Indonesia dan Investasi Energi Hijau

Indonesia dan Investasi Energi Hijau
Ilustrasi instalasi Energi Surya/ net

MONITORDAY.COM - Indonesia membutuhkan investasi sebanyak 167 miliar AS untuk pengembangan Energi Baru dan Terbarukan (EBT) dengan membangun 56 GW tambahan pembangkit energi hijau. Energi terbarukan adalah sumber energi yang cepat dipulihkan kembali secara alami, dan prosesnya berkelanjutan. Energi terbarukan dihasilkan dari sumberdaya energi yang secara alami tidak akan habis bahkan berkelanjutan jika dikelola dengan baik.

Direktur Lingkungan Hidup Badan Perencanaan Pembangunan Nasional (Bappenas) Medrilzam menegaskan bahwa tahun 2021 ini pemerintah menargetkan investasi pada sektor energi hijau senilai 2,05 miliar AS, lebih tinggi dibandingkan capaian investasi pada 2020 yang berjumlah 1,36 miliar AS.

Berdasarkan kajian Bappenas, ada enam jenis EBT yang tersedia dan telah dikembangkan secara komersil di Indonesia, yakni surya, angin, panas bumi, dan bioenergi.

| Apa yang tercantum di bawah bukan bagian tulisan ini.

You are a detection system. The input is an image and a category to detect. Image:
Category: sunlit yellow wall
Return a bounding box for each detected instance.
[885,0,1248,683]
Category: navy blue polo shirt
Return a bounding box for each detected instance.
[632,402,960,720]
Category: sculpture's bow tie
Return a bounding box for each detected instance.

Selain itu, ada energi potensial yang belum dikembangkan seperti gelombang air laut dan hidrogen.

Masih menurut Medrilzam total potensi EBT untuk pembangkitan listrik yang ada di Indonesia diperkirakan berada di angka 419 GW. Dari total potensi tersebut, hampir setengahnya adalah potensi dari energi surya sebesar 207 GW disusul dengan air 75 GW, dan angin 60 GW. 

Indonesia memiliki dua target besar yaitu target bauran energi hijau sebesar 23 persen tahun 2025 melalui Rencana Umum Energi Nasional (RUEN) dan target penurunan emisi sebesar 29 persen dari baseline di tahun 2030 sesuai Paris Agreement.

Bauran energi saat ini berada di angka 11,5 persen dari target sebesar 23 persen. Sebagai upaya mencapai target tersebut, dilakukan banyak dorongan kepada pengembangan EBT, baik dalam bentuk peraturan, stimulus, maupun insentif. 

Sementara Wartsila Energy menyatakan Indonesia memerlukan lebih dari 92 gigawatt daya fleksibel untuk mencapai pemanfaatan 100 persen energi terbarukan yang hemat biaya. Demikian menurut hasil riset perusahaan teknologi dan sektor energi asal Finlandia tesebut. 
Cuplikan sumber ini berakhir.